EDUCAÇÃO

Paixão precoce

Márcia Camarano / Publicado em 24 de outubro de 1999

Modelos de comportamento professores viram alvo de fantasias dos alunos

Há cerca de três anos o mundo foi abalado com a notícia de que, nos Estados Unidos, uma professora de 35 anos havia seduzido um aluno de 14 e com ele tido um filho. Resultado da história: ela foi para a prisão, o marido pediu o divórcio e conseguiu a guarda dos três filhos do casal. O caso reflete a perda de controle de situações que surgem em sala de aula, em que alunos( as) se apaixonam por professoras( es) com mais freqüência do que se imagina.

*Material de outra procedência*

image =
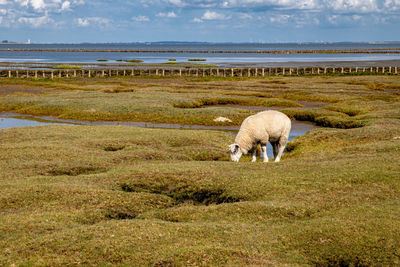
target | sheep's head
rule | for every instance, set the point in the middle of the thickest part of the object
(235, 152)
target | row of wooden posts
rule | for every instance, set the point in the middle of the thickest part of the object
(202, 72)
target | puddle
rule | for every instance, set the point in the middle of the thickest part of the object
(15, 122)
(11, 120)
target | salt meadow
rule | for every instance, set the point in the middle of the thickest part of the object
(386, 52)
(120, 195)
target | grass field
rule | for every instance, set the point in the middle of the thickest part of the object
(103, 195)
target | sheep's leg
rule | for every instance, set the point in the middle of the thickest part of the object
(275, 148)
(282, 143)
(254, 155)
(264, 155)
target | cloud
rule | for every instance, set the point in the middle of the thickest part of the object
(167, 15)
(66, 6)
(93, 21)
(140, 19)
(197, 20)
(36, 21)
(178, 3)
(212, 15)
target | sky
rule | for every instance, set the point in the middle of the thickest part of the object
(265, 21)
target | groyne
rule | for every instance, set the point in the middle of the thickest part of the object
(316, 51)
(198, 72)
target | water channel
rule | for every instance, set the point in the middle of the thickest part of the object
(12, 120)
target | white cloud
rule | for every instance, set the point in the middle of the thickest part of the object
(140, 18)
(36, 21)
(66, 6)
(178, 3)
(167, 15)
(212, 15)
(245, 16)
(93, 21)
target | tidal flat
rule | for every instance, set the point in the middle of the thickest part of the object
(118, 195)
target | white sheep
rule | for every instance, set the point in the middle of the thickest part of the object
(269, 125)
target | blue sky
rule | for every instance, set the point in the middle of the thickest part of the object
(271, 21)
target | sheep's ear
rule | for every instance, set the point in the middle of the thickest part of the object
(234, 148)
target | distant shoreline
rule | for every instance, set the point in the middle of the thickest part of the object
(316, 51)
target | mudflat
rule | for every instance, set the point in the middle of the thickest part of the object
(115, 195)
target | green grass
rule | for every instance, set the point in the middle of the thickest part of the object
(115, 195)
(66, 67)
(197, 59)
(84, 195)
(198, 100)
(133, 60)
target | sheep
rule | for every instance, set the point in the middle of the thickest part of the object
(269, 125)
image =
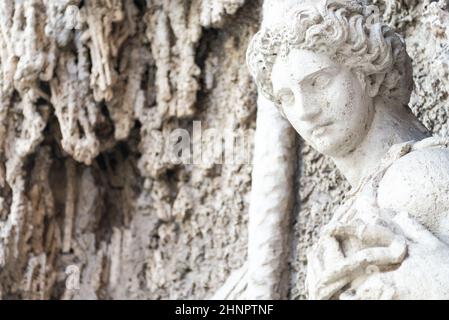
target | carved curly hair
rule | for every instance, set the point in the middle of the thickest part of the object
(346, 31)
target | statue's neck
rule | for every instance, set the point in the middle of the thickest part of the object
(391, 125)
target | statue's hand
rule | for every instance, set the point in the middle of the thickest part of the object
(330, 270)
(424, 274)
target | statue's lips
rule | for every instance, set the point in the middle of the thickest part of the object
(321, 128)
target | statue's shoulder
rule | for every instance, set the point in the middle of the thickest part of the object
(418, 182)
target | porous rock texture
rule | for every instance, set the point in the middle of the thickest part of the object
(87, 91)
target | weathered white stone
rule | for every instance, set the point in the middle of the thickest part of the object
(343, 80)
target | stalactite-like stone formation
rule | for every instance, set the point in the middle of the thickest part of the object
(84, 180)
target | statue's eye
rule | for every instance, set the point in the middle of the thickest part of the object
(286, 97)
(321, 80)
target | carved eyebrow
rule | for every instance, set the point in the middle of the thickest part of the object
(330, 69)
(313, 74)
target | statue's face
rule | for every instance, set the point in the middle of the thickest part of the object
(323, 101)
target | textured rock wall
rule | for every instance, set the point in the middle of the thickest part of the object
(86, 182)
(87, 185)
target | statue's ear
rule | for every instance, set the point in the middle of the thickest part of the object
(371, 84)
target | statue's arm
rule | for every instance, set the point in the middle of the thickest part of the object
(418, 183)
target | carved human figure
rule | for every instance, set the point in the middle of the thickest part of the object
(343, 80)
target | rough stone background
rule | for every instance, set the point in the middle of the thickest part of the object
(86, 88)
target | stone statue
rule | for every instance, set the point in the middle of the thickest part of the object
(343, 80)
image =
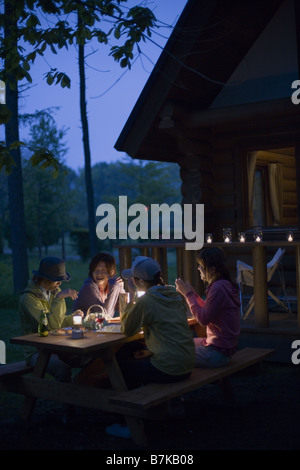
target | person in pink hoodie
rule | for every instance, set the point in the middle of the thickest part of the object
(219, 312)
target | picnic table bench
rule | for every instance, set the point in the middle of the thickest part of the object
(145, 402)
(153, 394)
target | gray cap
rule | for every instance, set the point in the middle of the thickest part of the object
(143, 267)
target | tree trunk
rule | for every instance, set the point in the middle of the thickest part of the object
(15, 181)
(87, 156)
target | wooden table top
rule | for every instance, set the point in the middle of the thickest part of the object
(91, 341)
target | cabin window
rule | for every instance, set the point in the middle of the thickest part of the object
(265, 190)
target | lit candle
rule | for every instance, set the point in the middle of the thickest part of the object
(258, 235)
(227, 234)
(242, 237)
(77, 332)
(77, 321)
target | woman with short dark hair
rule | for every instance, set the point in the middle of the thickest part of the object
(219, 312)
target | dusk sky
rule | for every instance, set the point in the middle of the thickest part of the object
(111, 91)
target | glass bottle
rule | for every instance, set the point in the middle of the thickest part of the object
(43, 324)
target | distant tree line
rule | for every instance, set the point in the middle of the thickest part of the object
(54, 206)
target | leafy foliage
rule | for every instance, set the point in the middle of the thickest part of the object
(57, 24)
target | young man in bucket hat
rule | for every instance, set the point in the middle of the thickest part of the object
(43, 293)
(161, 313)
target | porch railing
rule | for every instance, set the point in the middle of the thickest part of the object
(185, 266)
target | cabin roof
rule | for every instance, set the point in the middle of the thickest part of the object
(209, 41)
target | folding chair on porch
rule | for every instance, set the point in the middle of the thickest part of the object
(245, 278)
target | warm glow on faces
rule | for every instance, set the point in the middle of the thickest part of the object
(50, 285)
(100, 275)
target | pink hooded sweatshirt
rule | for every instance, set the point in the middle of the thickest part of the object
(220, 313)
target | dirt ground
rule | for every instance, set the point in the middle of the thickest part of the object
(265, 416)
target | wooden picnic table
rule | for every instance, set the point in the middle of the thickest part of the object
(95, 344)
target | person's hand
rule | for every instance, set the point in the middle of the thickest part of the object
(67, 293)
(78, 312)
(131, 288)
(183, 287)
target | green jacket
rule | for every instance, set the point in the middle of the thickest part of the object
(31, 304)
(162, 315)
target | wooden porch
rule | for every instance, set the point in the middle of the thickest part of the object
(267, 325)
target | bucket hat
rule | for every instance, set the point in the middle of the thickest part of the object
(143, 267)
(53, 269)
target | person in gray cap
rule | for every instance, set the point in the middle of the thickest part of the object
(161, 313)
(43, 293)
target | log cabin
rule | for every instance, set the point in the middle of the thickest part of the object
(223, 102)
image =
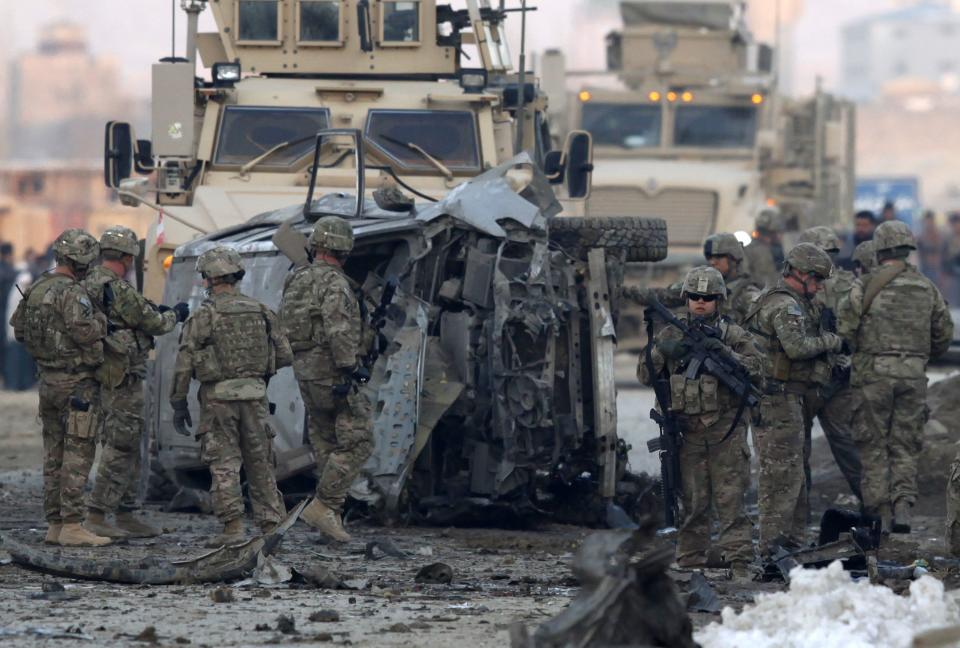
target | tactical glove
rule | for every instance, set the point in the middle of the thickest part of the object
(181, 417)
(182, 310)
(832, 342)
(361, 375)
(674, 349)
(714, 345)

A pergunta é: como agir quando tal situação aparece em sala de aula? No ano passado, o professor de inglês Helio Panzenhagen Júnior, 36 anos, foi surpreendido por uma aluna da sexta série, de 11 anos. “Ela começou insistentemente a querer conversar comigo, sempre no intervalo; chegou um momento em que ela não agüentou e falou ‘a fulana disse que o senhor tem uma bunda muito bonita e eu também acho’. Se virou e saiu correndo”, relata.

O fato constrangeu Helio, ele estava só com a aluna no corredor da escola. “Procurei continuar agindo de forma natural”, diz. O professor passou a se policiar, evitando fazer qualquer coisa que estimulasse a aluna. Mas a menina insistiu com o assédio ao professor, chegando a perturbar a sala de aula.

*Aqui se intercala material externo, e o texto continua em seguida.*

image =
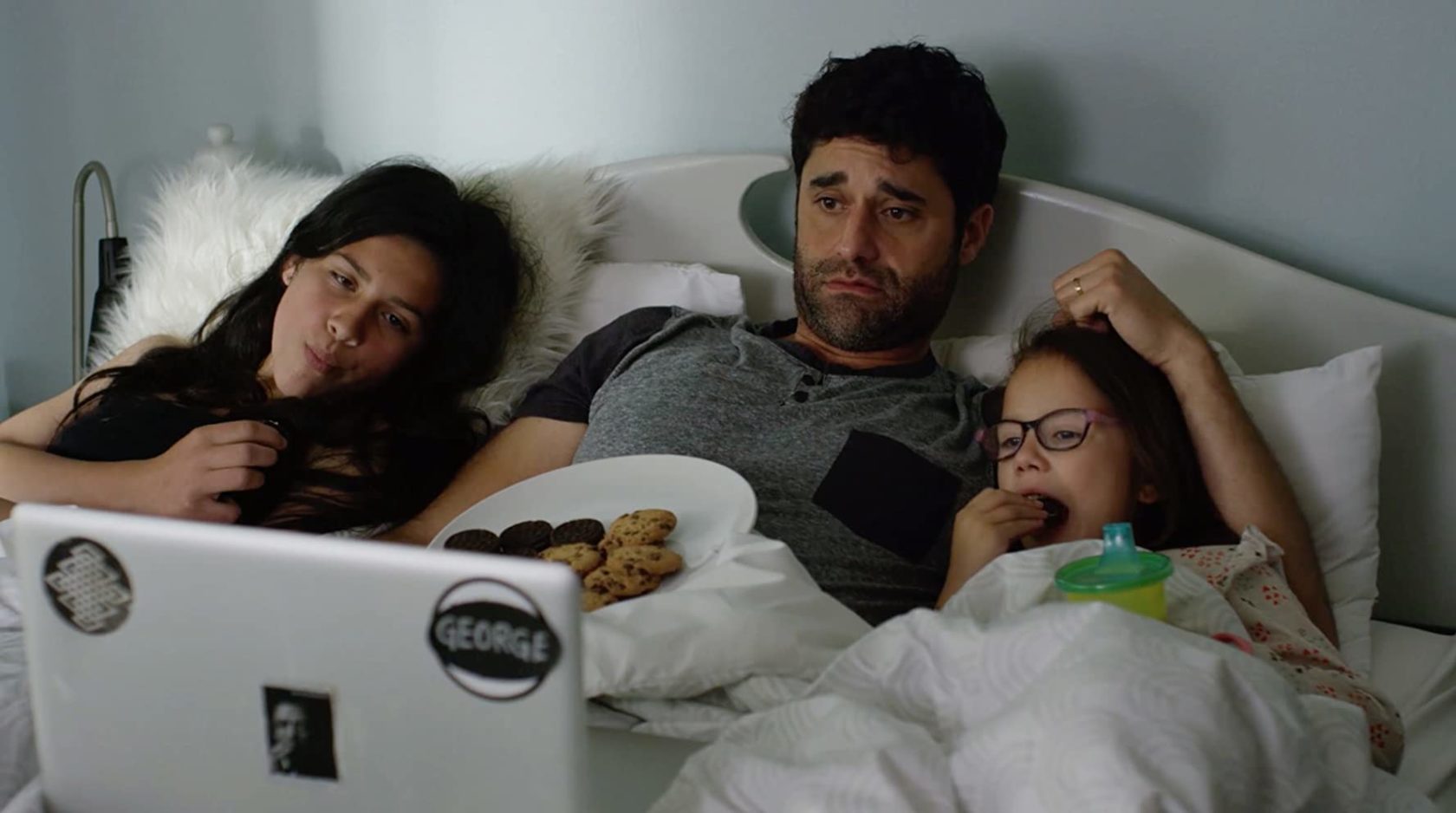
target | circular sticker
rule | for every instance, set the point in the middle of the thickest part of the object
(88, 586)
(492, 640)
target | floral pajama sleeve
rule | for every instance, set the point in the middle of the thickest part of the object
(1250, 577)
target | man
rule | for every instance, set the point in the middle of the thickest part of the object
(296, 748)
(856, 443)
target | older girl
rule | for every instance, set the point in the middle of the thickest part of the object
(323, 395)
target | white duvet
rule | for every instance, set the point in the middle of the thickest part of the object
(1006, 699)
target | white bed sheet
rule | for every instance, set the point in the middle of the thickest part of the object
(1417, 671)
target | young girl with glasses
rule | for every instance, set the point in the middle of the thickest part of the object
(1087, 433)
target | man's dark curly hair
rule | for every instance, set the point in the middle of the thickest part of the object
(912, 98)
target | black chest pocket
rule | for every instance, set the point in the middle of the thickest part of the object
(888, 494)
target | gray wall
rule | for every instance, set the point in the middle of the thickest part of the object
(1316, 132)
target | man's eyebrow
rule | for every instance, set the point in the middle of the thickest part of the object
(828, 179)
(900, 192)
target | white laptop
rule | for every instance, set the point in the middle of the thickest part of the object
(190, 667)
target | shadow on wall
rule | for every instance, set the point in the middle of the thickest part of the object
(306, 152)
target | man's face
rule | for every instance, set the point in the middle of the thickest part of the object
(877, 250)
(290, 725)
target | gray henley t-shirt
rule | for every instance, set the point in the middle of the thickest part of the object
(858, 471)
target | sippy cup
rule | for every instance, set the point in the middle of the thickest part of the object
(1121, 576)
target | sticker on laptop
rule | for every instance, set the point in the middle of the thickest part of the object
(492, 640)
(300, 733)
(88, 586)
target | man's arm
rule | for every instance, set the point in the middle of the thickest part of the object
(1244, 478)
(549, 427)
(524, 449)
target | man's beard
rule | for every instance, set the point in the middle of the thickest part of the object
(901, 314)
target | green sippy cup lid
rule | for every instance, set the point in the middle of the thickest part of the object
(1120, 567)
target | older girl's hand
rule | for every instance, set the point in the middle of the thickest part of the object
(985, 530)
(186, 479)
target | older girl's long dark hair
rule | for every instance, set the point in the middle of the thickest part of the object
(370, 456)
(1162, 446)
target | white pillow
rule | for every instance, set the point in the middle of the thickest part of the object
(614, 287)
(1323, 427)
(987, 359)
(214, 226)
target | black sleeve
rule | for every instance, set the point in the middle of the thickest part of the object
(567, 393)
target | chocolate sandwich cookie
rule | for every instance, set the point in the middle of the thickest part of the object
(477, 539)
(578, 532)
(530, 537)
(1056, 511)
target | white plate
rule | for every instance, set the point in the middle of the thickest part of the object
(711, 500)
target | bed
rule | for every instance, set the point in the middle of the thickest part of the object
(1270, 316)
(1379, 498)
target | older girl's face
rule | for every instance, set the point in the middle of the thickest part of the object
(1096, 479)
(351, 318)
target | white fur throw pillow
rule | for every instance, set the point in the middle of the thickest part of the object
(213, 228)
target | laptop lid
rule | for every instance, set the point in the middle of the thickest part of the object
(192, 667)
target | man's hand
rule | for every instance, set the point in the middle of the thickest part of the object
(985, 530)
(186, 479)
(1147, 321)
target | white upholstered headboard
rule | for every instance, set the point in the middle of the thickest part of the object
(1271, 318)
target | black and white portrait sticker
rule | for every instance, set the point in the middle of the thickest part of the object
(300, 733)
(88, 586)
(492, 640)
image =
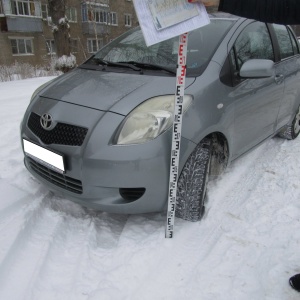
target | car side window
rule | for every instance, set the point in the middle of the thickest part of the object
(254, 42)
(284, 40)
(294, 42)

Foi tamanho o constrangimento que Helio se perguntava se a aula estaria sendo assimilada pelos alunos. O professor acha que esse tipo de situação se deve ao bombardeio da mídia em torno da idolatria. Ele procurou desmistificar a situação, usando como tática o diálogo. Não levou o caso à direção ou aos colegas, mas aprendeu uma lição. “Por mais preparo que se tenha, é difícil lidar com esse tipo de situação”, conclui.

As relações afetivas entre professores e alunos é o trabalho de mestrado da professora Zuleica Rangel. Para ela, o deslumbramento é uma característica natural na pré-puberdade, quando aflora a sexualidade. “Hoje em dia isso é muito precoce e já se encontram situações assim até na educação infantil”, explica.

Zuleica informa que o deslumbramento com o professor nesta fase pode chegar ao ponto de surgir uma paixão, pois é quando a criança está saindo para o mundo. “O professor é o modelo do saber, o referencial”, relaciona.

Bem, isso na infância. Mas na adolescência, sim, a malícia é total. Zuleica comenta o drama das estagiárias da PUC que dão aulas para adolescentes e têm de trabalhar com calça larga e moleton por cima. “Existe algo fundamental que é a postura do professor. Situações assim podem acontecer independentemente da idade. Tem de ter um olhar compreensivo, sem deixar de dar um tratamento especial”, diz.

Zuleica alerta que se a situação se prolongar a ponto de interferir no próprio relacionamento entre colegas, é preciso contatar a equipe multidisciplinar. “Mas o professor deve primeiro tentar resolver o problema sozinho. Não se deve esquecer que hoje, mais do que nunca, as pessoas são mais espontâneas. Portanto, é preciso encorajar o aluno a falar e se propor a ouvilo”, ensina.

A idealização excessiva faz parte do processo de aprendizagem, concorda a psicóloga Raquel Guglielmi, que trabalha com crianças e adolescentes. “A aprendizagem, necessariamente, precisa passar pelo encantamento”, justifica. Segundo Raquel, o professor é admirado. Portanto, é comum o aluno se apaixonar.

Raquel concorda que a erotização precoce é um grande problema hoje em dia. Ela diz que a indústria do sexo descobriu crianças e adolescentes como grandes consumidores. “É muito preocupante ver meninas de cabelo oxigenado rebolando a bundinha”.

E isso chegou em sala de aula. Para a psicóloga, o professor tem de ter tranqüilidade e bom senso, saber lidar com a situação e não evitar o assunto. É preciso estabelecer regras de convivência, que serão válidas para a vida toda. É uma questão de ética impor limites. No caso da professora norte-americana que abre esta reportagem, Raquel acredita que ela foi inconseqüente nos seus atos, complicando muito a cabeça do menino. ”Ela foi antiética”, decreta Raquel.